封印
『雨月物語』巻之4「蛇性の婬」 蛇の化身である女・真名子(まなご)が、美青年・豊雄に執着し、彼の新妻・富子に憑依する。道成寺の法海和尚の教えで、豊雄が富子の身体を袈裟で押しふせると、富子の身体の上に、3尺ほどの白蛇(=真名子の正体)があらわれる。法海和尚は白蛇を鉄鉢に入れ、袈裟で封じて、道成寺の御堂前に地中深く埋め、永劫の間、世に出ることを禁じた。
『ギリシア神話』(アポロドロス)第2巻第5章 ヘラクレスは、エウリュステウスに命ぜられた10の仕事の第2番目として、レルネの沼沢地に住む9頭のヒュドラ(水蛇)を退治した。ヒュドラは9頭を有し、8つは殺すことができるが、1つは不死だったので、ヘラクレスは不死の頭を切り離し、地中に埋め、重い石をその上に置いた。
『水滸伝』百二十回本第1回 宋の仁宗皇帝の代。疫病退散祈願のため、勅使・洪大尉が竜虎山(=道教の大本山)の上清宮を訪れた。「伏魔之殿」と記された社殿があり、そこは、かつて大唐の洞玄国師が、百八の魔王を地中に封じこめた所だった。洪大尉が封印を取り除くと、深い穴の底から黒雲が噴き上がり、金色の光となって八方へ散った。解放された百八の魔王は、百八人の豪傑に生まれ変わった。

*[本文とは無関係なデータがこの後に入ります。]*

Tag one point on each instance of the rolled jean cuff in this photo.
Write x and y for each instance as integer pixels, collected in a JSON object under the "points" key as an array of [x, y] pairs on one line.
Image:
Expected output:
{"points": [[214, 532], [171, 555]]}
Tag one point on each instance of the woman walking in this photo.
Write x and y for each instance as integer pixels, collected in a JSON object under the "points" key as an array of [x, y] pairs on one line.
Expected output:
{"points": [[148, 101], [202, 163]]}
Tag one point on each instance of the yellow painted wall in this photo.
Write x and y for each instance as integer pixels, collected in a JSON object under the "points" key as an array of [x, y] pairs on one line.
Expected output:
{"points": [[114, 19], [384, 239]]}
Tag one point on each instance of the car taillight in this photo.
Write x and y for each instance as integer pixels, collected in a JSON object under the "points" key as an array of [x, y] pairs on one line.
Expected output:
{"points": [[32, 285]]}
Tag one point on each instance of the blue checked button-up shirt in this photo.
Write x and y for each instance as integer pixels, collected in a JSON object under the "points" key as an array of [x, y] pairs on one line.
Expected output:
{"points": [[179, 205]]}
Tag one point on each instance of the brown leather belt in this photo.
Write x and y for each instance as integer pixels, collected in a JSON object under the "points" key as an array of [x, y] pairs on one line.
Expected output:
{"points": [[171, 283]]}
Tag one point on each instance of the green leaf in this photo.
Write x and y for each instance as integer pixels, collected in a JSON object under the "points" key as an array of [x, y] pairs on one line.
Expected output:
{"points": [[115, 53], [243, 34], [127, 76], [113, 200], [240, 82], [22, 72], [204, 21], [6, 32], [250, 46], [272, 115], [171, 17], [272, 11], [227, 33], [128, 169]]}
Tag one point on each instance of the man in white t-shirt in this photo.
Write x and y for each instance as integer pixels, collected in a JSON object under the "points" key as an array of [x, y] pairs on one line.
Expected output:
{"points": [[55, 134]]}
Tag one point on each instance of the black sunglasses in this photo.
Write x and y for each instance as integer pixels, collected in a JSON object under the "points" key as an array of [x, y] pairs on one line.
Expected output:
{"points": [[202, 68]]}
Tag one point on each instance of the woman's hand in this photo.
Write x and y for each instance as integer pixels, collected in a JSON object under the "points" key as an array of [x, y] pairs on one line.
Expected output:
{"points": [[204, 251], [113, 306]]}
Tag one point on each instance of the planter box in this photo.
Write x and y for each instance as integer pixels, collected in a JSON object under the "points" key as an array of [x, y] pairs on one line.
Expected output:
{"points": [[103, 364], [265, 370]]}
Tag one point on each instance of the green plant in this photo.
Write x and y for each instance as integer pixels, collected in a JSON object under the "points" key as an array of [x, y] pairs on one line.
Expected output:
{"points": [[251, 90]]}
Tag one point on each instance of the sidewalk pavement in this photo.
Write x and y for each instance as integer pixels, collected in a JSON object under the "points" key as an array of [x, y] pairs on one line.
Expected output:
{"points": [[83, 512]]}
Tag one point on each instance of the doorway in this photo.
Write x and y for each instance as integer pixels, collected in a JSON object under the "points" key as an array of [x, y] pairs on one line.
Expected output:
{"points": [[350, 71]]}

『夜叉ケ池』(泉鏡花) 昔、人と水と戦って、里が滅びようとした時、越の大徳泰澄が行力をもって龍神を夜叉ケ池へ封じ込め、龍神は池の底にとどまることを約束した。しかし龍神は自由気ままを望み、ともすれば誓いを忘れて天地を馳せようとする。そのため、明け六つ・暮れ六つ・丑満と、一昼夜に3度、鐘を撞き鳴らして、龍神に約束を思い出させねばならない→〔鐘〕3b。
『ヨハネの黙示録』第20章 世界の終末の時、神と悪魔の決戦に神が勝利する。悪魔である龍を、天使が鎖で縛り、底なしの淵に投げ入れ、鍵をかけて、その上に封印を施す。千年後に龍は解放されるが、再び神に挑み、敗れて、火と硫黄の池に投げ込まれる。
★1d.宇宙の「禍つ事(まがつごと)」を、星団の中に封じ込める。
『結晶星団』(小松左京) 宇宙の中心部に、14個の恒星が巨大な水晶柱型に配置された星団があった。それは造物主が、宇宙の進化にとって望ましからざる「禍つ事」を封印した「神の檻」だった。閉じ込められたものたちは、「造物主は正義か?」「この宇宙は正義か?」と問い、「われわれにも存在を続ける権利がある」と主張した。彼らは、現宇宙に混沌を生ぜしめ、新たな可能性を拓くべく、結晶星団を破壊して飛び出て行った。
『黄金の壺』(ホフマン) 大学生アンゼルムスは、火の精リントホルストの依頼で書類の筆写をするが、火の精への疑念から、つい書類にインクのしみをつけてしまう。そのため彼の身体は縮まり、ガラス瓶の中に閉じこめられる。
『江談抄』第3-1 入唐して楼上に幽閉された吉備大臣は、賽に双六筒をかぶせて唐土の日月を封じこめた。2日も3日も月日が現れぬので唐の人々は恐れ、吉備大臣を解放した。
*→〔壺〕3の『千一夜物語』「漁師と鬼神との物語」マルドリュス版第3~6夜。
*→〔瓶(びん)〕1。
★3.封印を解く。
『ヨハネの黙示録』第5~16章 天上の玉座に座す神の右手に巻物があり、7つの封印で封じられている。キリストの化身である小羊が次々に封印を解いていくと、内乱・戦争・飢饉・疫病を象徴する4騎士が現れる。太陽は暗く、月は血の色になり、空の星は落ち、地上に大災害が起こって、世界の終末の時が来る→〔地震〕1・〔七人・七匹〕3。
★4.効力のない封印。
『南総里見八犬伝』第9輯巻之10第110回~巻之11第113回 娘浜路姫の病気を治すために、里見義成は犬江親兵衛の「仁」の霊玉を借りて香箱に納め、それを壺に入れて封印し、さらに瓶に納めて病床下の土中に埋める。浜路姫の回復後、義成が瓶を掘り出すと、壺の封印はそのままだが、香箱の中の玉は消えている。玉は親兵衛のもとへ飛び戻っていたのだった。